BERAWAL DARI BAJU TOGA

Cerpen16 Dilihat

 

BERAWAL DARI BAJU TOGA

Oleh

Sutri Winurati, S.S

Hari pertama di bulan Februari 2021 untuk mengikuti lomba blog  Ikatan Guru TIK PGRI. Assalamualaikum Warohmatullahi Wabarokatuh, salam selalu sehat dan semangat produktif berkarya.

 

Gelar sarjana telah tersematkan pada tubuh mungil ini. Ya, mungil hanya 37 sampai 39 kg berat badanku kala itu. Baju toga sudah terlepas. Rasa lega, bahagia bisa merasakan helatan akbar suatu universitas ketika meluluskan ratusan bahkan ribuan lebih mahasiswanya. Terbersit pikiran yang penuh dengan tanya, selanjutnya apa yang harus kulakukan?. Walaupun selama di bangku kuliah aku sempat menjadi guru privat les dan guru kursus Bahasa Inggris. Hal demikian  sudah dijalani untuk menambah pundi-pundi uang saku kiriman dari bapak di Sidoarjo. Bahkan satu tahun setengah terakhir sebelum aku diwisuda, aku sudah tidak menerima uang transfer dari bapak. Bapak tahu aku sudah bisa menghasilkan uang sendiri dari hasil ngelesi privat dan juga ngajar di kursus Bahasa Inggris. Bahkan satu tahun skripsi tidak aku pegang sama sekali karena keasyikan mencari uang sendiri. Teringat bapak telfon, “Win, Bapak gak kirim duit maneh yo, mergo bapak kudu nyicil motor”. Artinya “Win, bapak tidak kirim uang lagi ya, karena bapak harus nyicil motor”. Ada sedikit rasa sedih, tetapi segera kutepis karena aku bisa mencari uang sendiri. Rasa bangga itu ada untuk menghibur diri. Sampai pada akhirnya aku harus berhenti dengan segala rutinitasku dan menyelesaikan sekripsiku. Akhirnya selesai juga dengan hanya dua sampai tiga bulan karena mengejar wisuda yang paling dekat.

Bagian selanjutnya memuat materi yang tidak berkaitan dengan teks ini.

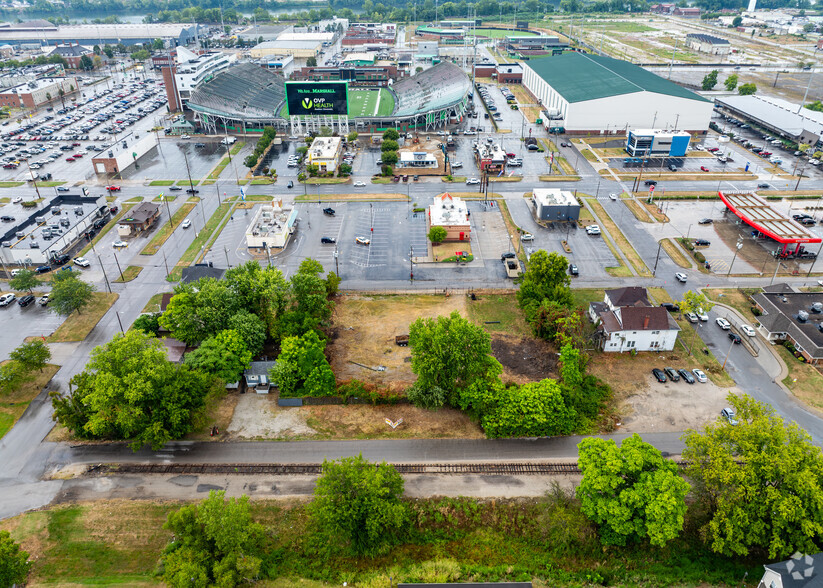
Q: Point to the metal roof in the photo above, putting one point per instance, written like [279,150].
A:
[755,212]
[779,114]
[579,77]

Selepas prosesi kelulusan itu aku harus bergegas. Kembali ke kampung halaman adalah keharusan yang tidak bisa ditawar lagi. Meninggalkan semua aktifitas di kota rantauan yaitu mengajar dan berorganisasi lumayan menyesakkan dada. Aku berfikir akan mengawalinya lagi semua yang sudah pernah kurintis. Mengwali semuanya di kampung yang membesarkan aku.

Hidup harus berjalan boyongan pulangpun akhirnya terjadi. Meninggalkan barang-barang yang tak mungkin dan tak mau kubawa itu sudah menjadi kebiasaan kami anak kost. Warisan barang yang ditinggalpun menjadi rebutan adik-adik tingkat yang masih tinggal di rumah kost. Rumah kost yang sangat besar untuk ukuran rumah pada umumnya. Ada kurang lebih belasan kamar yang diisi sekitar 22 penghuni kost. Rumah kost tersebut bukan ukuran yang kecil untuk ukuran suatu rumah.

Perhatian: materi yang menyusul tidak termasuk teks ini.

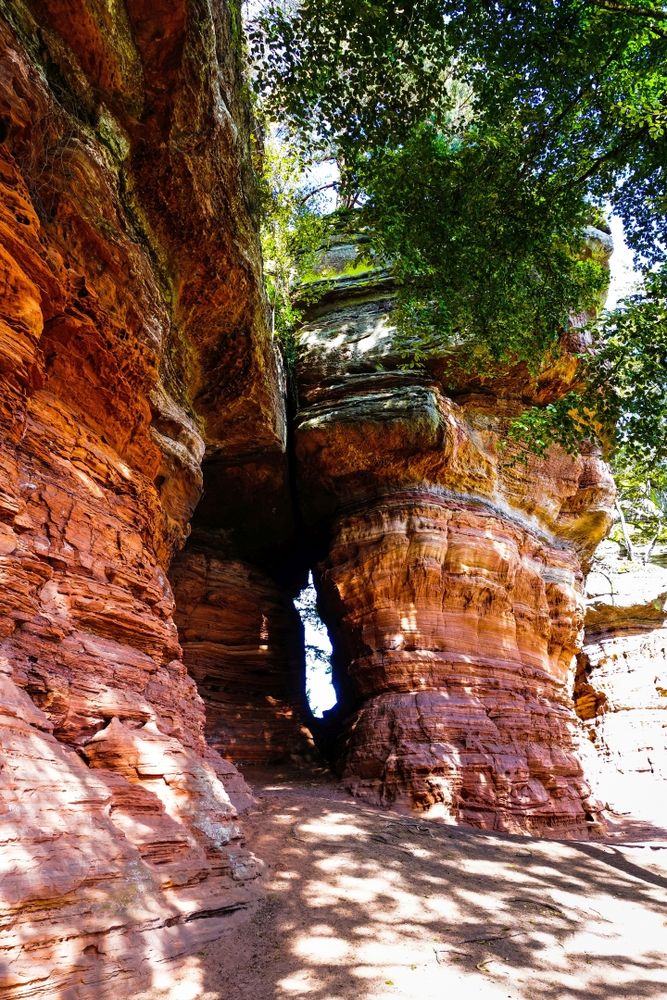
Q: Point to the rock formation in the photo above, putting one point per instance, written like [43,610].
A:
[453,578]
[243,644]
[132,338]
[138,374]
[621,686]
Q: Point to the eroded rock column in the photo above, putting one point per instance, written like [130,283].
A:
[453,580]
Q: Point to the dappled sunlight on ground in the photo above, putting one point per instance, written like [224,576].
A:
[365,904]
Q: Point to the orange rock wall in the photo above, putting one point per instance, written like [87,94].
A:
[132,337]
[453,579]
[243,644]
[621,685]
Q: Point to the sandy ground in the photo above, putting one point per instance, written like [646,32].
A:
[358,903]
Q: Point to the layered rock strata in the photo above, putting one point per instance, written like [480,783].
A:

Tidak akan mendengar lagi teriakan “Ayo cepet mandi e…aku kuliah isuk” ayo cepat kalau mandi, aku kuliah pagi. Guyonan dan canda di depan televisi pun tidak akan kudengar. Mengantri mandi, bersama-sama belanja untuk persiapan masak bersama, keguyuban dalam dapur untuk kolaburasi masak bersamapun tak akan dilakukan di rumah kost tersebut. Membeli roti bakar pada seorang teman yang kost di situpun tidak akan terjadi. Kutinggalkan segudang kenangan bersama teman-teman kost merupakan sesuatu yang lumayan berat.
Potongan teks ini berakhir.